Since then she has run her business while working to increase her political profile. She was until recently the executive director of Maggie’s List, the federal PAC that tries to get conservative women elected. It’s in that role you may have seen her pre-election on PBS NewsHour, suggesting that many women would still vote for Donald Trump despite his “grab women” tape recording.


“I got a lot of death threats for that,” she says now. Her larger point was defensible. She said women were rightly disgusted by the recording and needed to address broader problems with a male-dominated political process, but that many conservative women would prioritize “pocketbook issues” and vote Republican. Many did. Still, it’s hard to square Shorey’s repeated desire to make the Dallas County GOP more inclusive and friendly to both women and minorities with the larger backdrop of the Trump administration, Roy Moore, and so on.


Even more immediate, she has to take on the other battles. As for raising money, she points to that Tampa race and her ability to keep a business afloat for 14 years while living in smaller cities as proof of her dollars-and-cents acumen. She hasn’t yet had to deal with the tea party folks sabotaging her party’s picks whom they deem too “Republican in Name Only” (RINO). This list includes just about every Dallas County Republican save Matt Rinaldi and anyone named Huffines.

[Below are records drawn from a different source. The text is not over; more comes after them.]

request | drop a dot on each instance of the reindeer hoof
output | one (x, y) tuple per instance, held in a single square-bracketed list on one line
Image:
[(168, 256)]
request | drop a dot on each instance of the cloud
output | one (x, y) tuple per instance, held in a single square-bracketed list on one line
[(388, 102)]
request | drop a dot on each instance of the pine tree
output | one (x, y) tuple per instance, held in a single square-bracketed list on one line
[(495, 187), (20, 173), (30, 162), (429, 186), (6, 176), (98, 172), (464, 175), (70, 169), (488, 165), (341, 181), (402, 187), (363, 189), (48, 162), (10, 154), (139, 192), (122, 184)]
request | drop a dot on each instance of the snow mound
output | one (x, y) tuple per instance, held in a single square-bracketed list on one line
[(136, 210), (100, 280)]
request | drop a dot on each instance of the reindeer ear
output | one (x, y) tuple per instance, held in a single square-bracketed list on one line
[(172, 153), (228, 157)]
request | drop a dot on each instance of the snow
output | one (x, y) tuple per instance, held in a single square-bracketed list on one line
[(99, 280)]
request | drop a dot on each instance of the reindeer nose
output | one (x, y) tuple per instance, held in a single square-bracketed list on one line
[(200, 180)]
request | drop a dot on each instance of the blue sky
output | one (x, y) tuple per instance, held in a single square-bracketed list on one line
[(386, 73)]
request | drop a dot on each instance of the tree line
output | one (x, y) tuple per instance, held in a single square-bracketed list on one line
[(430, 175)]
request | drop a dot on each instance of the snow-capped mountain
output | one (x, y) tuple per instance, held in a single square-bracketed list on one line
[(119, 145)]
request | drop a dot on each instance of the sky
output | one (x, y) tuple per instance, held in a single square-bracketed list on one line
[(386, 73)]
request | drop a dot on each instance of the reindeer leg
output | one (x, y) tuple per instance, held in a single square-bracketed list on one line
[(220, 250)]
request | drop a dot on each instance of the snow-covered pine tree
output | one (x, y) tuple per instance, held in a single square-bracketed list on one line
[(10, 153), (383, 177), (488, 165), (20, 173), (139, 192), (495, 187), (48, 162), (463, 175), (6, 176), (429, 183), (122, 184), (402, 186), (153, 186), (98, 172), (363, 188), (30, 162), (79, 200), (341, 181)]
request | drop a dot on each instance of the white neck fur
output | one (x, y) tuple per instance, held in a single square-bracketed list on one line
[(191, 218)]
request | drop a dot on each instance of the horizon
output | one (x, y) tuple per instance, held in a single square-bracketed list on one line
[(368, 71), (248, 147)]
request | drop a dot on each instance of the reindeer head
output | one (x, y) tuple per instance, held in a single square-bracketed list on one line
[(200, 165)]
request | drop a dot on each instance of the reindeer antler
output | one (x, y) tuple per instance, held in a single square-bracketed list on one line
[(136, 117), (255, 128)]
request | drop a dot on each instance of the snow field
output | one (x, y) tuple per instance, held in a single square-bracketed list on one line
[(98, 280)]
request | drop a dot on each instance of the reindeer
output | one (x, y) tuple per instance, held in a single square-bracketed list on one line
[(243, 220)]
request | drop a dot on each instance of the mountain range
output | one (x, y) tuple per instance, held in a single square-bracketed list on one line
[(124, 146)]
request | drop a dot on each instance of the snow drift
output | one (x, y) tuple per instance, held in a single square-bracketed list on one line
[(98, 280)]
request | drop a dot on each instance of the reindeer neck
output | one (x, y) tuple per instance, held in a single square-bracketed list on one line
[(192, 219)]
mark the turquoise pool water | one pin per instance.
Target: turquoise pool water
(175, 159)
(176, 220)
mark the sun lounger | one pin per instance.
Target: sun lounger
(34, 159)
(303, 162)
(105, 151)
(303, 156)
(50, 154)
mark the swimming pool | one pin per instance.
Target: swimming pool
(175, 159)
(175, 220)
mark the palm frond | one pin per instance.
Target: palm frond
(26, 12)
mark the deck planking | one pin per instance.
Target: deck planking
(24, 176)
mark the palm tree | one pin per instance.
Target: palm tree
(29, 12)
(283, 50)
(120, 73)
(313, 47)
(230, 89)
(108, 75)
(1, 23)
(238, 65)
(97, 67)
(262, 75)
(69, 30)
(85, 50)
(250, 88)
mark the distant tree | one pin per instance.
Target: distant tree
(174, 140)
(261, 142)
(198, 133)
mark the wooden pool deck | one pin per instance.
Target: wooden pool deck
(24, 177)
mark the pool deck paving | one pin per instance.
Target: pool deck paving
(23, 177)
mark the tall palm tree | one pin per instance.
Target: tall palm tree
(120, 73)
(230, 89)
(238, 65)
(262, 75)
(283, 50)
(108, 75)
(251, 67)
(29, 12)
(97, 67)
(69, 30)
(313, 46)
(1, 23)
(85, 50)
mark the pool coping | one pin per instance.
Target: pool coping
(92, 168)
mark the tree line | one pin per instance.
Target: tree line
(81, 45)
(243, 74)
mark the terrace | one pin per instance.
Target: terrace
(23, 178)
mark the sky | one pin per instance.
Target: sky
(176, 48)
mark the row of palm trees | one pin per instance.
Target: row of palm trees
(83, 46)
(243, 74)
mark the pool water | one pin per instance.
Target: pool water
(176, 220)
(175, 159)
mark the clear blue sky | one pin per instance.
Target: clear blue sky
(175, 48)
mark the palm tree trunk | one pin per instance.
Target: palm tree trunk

Can she succeed? Relatively speaking, yes. For Republicans, it’s a good thing that the office no longer has to bend to the will of U.S. Rep. Pete Sessions. (Local GOP campaigners tell stories of only being allowed to block walk for statewide candidates on streets that also happened to be part of Sessions’ district.) And several Republicans told me that they don’t believe the office simply bends to the wishes of either Huffines. If she can truly execute a game plan that builds a bench of Republicans in Dallas County, and then a Dem name like Valdez at the top of the ticket doesn’t spark a down-ballot Democratic sweep, then maybe the local party can become relevant again.


That’s not the way I would bet my own money. Anti-Trump outrage does seem likely to affect down-ballot races, even in Texas. But I was surprised at how much I, a lifelong Democrat, found myself rooting for Shorey. She’s just likable. Having a winning personality is a large part of all of the fundraising, hand-holding, and ego stroking that the job entails.


“I think 2018 is going to be the battle of the decade,” she says. “And it’s going to be a blood bath. And we’ll be ready.” When she says this, Shorey is, of course, smiling.